III. Other information:
- (i) Reasons of loss or inadequate profits Not Applicable
- (ii) Steps taken or proposed to be taken for improvement Not Applicable
- (iii) Expected increase in productivity and profits in measurable terms Not Applicable
IV. Disclosures:
The information and Disclosures of the remuneration package of both Directors have been mentioned in the Annual Report in the Corporate Governance Report Section under the Heading "Remuneration to Directors".

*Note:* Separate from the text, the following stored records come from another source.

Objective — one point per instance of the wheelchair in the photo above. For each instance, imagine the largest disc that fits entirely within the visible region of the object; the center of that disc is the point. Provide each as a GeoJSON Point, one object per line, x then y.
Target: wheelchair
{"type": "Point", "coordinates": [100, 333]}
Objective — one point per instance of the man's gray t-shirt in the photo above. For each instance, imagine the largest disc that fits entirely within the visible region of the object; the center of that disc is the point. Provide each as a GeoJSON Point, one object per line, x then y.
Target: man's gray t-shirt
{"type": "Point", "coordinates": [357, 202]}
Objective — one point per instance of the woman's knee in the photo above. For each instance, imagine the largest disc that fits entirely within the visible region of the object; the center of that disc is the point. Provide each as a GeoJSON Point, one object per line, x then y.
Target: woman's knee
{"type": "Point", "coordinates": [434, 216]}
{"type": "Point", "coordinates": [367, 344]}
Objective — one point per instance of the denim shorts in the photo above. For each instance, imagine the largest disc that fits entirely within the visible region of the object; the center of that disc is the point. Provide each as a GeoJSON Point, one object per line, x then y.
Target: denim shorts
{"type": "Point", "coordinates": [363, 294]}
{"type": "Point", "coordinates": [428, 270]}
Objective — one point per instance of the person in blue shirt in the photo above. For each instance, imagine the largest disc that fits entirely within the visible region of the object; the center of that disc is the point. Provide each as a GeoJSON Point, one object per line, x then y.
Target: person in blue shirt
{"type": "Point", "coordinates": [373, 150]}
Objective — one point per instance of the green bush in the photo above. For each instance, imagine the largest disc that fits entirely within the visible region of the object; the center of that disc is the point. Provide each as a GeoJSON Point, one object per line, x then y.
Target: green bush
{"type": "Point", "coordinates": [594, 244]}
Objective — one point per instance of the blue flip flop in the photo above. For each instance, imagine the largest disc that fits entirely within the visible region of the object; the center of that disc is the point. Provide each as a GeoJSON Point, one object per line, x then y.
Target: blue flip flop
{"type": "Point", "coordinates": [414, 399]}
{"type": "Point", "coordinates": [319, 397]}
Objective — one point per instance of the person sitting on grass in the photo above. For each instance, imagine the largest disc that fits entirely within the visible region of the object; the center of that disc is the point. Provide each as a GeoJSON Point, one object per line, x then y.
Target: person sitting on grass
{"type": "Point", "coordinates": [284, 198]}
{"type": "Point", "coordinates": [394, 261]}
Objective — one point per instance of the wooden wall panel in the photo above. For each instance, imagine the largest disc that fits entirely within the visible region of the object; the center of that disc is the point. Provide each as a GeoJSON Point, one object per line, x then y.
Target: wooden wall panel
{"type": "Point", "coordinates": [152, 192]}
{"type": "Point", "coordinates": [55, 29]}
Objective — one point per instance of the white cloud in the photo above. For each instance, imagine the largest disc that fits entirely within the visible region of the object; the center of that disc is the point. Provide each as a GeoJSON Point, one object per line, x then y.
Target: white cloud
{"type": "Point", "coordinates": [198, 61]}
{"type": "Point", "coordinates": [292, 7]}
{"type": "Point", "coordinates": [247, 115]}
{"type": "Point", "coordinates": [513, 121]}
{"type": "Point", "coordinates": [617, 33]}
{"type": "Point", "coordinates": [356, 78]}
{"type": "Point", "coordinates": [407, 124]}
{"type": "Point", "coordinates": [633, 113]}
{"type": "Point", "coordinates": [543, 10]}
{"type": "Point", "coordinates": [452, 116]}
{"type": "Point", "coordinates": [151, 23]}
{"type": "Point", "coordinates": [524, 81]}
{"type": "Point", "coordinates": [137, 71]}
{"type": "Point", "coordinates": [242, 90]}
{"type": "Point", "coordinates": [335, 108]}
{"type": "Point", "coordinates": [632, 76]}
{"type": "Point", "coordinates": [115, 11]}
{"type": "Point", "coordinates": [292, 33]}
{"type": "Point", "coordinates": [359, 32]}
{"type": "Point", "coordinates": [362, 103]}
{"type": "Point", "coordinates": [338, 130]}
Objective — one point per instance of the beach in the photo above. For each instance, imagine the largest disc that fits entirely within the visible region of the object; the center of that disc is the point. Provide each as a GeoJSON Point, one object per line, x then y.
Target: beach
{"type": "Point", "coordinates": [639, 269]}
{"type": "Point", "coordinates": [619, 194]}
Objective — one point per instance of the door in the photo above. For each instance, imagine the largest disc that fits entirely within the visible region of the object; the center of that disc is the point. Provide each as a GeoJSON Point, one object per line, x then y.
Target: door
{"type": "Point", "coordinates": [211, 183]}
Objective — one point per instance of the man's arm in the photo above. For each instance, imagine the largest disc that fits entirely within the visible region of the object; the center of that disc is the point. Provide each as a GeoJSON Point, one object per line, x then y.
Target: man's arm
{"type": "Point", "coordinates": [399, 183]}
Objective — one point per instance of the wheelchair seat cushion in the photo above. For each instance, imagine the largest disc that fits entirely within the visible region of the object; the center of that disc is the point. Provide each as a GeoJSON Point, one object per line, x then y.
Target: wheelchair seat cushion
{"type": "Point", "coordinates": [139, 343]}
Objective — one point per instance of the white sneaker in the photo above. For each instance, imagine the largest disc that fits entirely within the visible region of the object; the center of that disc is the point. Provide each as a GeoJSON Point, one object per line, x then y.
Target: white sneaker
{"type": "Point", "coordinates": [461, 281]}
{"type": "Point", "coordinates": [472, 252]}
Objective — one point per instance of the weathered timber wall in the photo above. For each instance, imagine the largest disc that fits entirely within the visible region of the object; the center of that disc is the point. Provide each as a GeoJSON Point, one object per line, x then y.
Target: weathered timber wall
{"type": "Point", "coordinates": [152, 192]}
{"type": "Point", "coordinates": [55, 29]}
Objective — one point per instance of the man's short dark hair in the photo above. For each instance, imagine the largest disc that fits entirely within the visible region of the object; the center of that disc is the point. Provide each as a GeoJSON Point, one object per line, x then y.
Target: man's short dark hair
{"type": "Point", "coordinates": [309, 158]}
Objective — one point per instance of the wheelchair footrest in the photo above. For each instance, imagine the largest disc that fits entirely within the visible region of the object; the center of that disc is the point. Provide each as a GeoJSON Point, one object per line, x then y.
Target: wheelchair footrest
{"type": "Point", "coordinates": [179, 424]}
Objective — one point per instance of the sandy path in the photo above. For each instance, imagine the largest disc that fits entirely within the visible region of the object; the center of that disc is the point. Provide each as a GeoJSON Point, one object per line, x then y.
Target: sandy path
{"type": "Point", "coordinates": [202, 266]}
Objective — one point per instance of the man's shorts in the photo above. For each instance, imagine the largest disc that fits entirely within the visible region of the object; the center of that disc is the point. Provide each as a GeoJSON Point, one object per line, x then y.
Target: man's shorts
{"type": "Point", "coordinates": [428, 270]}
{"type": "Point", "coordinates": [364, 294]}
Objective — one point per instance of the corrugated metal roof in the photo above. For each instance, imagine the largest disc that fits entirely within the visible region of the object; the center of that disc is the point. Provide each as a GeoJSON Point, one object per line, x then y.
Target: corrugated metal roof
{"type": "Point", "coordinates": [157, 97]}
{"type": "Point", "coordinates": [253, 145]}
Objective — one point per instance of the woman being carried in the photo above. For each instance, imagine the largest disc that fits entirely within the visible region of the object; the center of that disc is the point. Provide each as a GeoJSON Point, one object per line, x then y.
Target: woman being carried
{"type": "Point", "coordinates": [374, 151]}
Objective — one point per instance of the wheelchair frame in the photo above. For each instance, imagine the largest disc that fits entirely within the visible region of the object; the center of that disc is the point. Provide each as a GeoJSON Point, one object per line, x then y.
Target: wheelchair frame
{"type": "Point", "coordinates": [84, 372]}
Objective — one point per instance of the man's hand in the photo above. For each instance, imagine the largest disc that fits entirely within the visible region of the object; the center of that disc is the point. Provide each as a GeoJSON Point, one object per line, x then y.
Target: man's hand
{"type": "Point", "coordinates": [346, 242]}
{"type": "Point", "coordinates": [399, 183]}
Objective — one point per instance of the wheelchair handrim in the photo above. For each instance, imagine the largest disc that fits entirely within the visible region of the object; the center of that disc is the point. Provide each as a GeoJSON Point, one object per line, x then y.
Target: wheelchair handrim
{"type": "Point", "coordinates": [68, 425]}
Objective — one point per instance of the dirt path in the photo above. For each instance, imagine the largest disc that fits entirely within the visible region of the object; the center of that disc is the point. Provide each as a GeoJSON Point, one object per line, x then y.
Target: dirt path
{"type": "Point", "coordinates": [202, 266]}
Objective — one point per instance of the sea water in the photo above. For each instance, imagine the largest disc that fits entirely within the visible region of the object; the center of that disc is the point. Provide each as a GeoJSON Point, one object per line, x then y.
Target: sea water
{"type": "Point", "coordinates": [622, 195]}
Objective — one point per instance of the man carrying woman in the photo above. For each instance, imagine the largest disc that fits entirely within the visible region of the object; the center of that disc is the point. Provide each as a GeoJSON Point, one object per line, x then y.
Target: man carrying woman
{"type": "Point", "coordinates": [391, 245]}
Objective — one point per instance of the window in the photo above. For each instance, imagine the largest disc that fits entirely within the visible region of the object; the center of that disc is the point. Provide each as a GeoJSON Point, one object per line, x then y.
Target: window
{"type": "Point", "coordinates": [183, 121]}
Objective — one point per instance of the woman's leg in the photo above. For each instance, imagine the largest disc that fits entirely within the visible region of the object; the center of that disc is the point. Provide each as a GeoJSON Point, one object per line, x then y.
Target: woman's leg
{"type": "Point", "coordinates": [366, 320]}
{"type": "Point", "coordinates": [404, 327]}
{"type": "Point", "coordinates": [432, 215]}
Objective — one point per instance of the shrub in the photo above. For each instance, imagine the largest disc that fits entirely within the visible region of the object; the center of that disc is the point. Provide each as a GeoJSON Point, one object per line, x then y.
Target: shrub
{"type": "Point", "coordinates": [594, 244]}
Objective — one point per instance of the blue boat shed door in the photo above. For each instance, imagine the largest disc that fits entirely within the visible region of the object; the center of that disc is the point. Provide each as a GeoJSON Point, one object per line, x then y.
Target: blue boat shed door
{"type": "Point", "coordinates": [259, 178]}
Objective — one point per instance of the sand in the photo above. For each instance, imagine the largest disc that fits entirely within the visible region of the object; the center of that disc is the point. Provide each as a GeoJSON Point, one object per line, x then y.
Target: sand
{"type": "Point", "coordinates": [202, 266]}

Mr. Kal and Mr. Sailesh T. Desai satisfy all the conditions set out in Part-I of Schedule V to the Act as also conditions set out under sub-section 3 of section 196 of the Act for being eligible for his appointment. They are not disqualified from being appointed as Directors in terms of section 164 of the Act. Mr. Kal and Mr. Sailesh T. Desai are not debarred from holding the office of Director pursuant to any Order issued by the Securities and Exchange Board of India ("SEBI") or any other authority.